There’s another argument Searle makes and it’s that “brains are biological engines; their biology matters.” According to him, “it is not, as several people in artificial intelligence have claimed, just an irrelevant fact about the mind that it happens to be realized in human brains.” This assertion, however, raises the question of what exactly would be the substantial differences that distinguish the human mind from any other machine, especially the universal machine that is the digital computer. What can the brain do that computers can’t? – On a lower level than think.

Conclusions

There have certainly been groundbreaking advances in machine learning recently, e.g. GPT3 is quickly approaching the Turing test boundary (see 8 and 9). Still, a lot of questions in the fields of cognitive neuroscience and machine learning, concerning both the exact workings of the human brain and the full capabilities of AI, are unanswered to date and leave room for speculations.

Two of the debates most prominent voices, Searle and Minsky, offer various arguments and examples for their respective sides. I personally believe that Searle is lacking some clarification for his very restrictive opinions. After all, – freely adapted from Laplace – extraordinary claims require extraordinary evidence. I thus side with Minsky’s perspective and come to the conclusion that the relevant differences between a human brain and an adequately programmed computer are less significant than is generally assumed. This in turn has exciting implications on possible future developments in the field of machine learning, especially when comparing the trial-and-error principle of evolution that brought forth human intelligence over the last hundreds of thousands of years with the principle of intelligent design that fabricates new computer architectures and algorithms.


¹: Other worthwhile points to discuss might involve free will and its relation to determinism, solipsism, or whether consciousness is an illusion.


References

[1]   Raymond ST Lee. AI Fundamentals. In Artificial Intelligence in Daily Life, pages 19--37. Springer, 2020.

[2]   John Searle. Can Computers Think. Searle, J. Minds, Brains, and Science, pages 28--41, 1984.

[3]   Alan M Turing. Computing Machinery and Intelligence. In Parsing the turing test, pages 23--65. Springer, 2009.

[4]   Graham Oppy and David Dowe. The Turing Test. In Edward N. Zalta, editor, The Stanford Encyclopedia of Philosophy. Metaphysics Research Lab, Stanford University, winter 2020 edition, 2020.

[5]   Marvin L Minsky. Why People Think Computers Can't. AI Magazine, 3(4):3--3, 1982.

[6]   Warren S McCulloch and Walter Pitts. A Logical Calculus of the Ideas Immanent in Nervous Activity. The Bulletin of Mathematical Biophysics, 5(4):115--133, 1943.

[7]   F Rosenblatt. The Perceptron: A Probabilistic Model for Information Storage and Organization in the Brain. Psychological Review, 65(6):19S8.

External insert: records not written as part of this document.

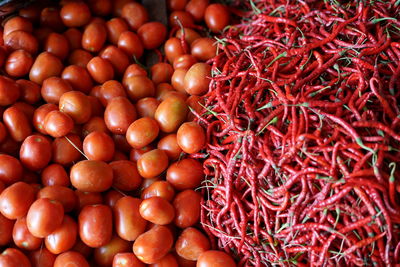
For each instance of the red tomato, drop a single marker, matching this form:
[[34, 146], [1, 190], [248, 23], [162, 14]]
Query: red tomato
[[115, 27], [91, 176], [168, 261], [152, 163], [9, 91], [35, 152], [66, 196], [153, 245], [71, 258], [215, 258], [58, 124], [53, 88], [152, 34], [12, 257], [6, 229], [142, 132], [64, 237], [126, 259], [23, 238], [75, 14], [95, 225], [135, 14], [98, 146], [160, 189], [94, 36], [191, 244], [46, 65], [100, 69], [157, 210], [104, 255], [185, 174], [126, 175], [18, 63], [44, 217], [191, 137], [119, 114], [17, 123], [42, 257], [128, 222]]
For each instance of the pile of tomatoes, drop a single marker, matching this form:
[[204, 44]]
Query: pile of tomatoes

[8]   Katherine Elkins and Jon Chun. Can GPT-3 Pass a Writer's Turing Test. Journal of Cultural Analytics, 2371:4549, 2020.

[9]   Tom B Brown, Benjamin Mann, Nick Ryder, Melanie Subbiah, Jared Kaplan, Prafulla Dhariwal, Arvind Neelakantan, Pranav Shyam, Girish Sastry, Amanda Askell, et al. Language Models are Few-shot Learners. arXiv preprint arXiv:2005.14165, 2020.

[10]   Alan M Turing. Can Digital Computers Think? The Turing Test: Verbal Behavior as the Hallmark of Intelligence, pages 111--116, 2004.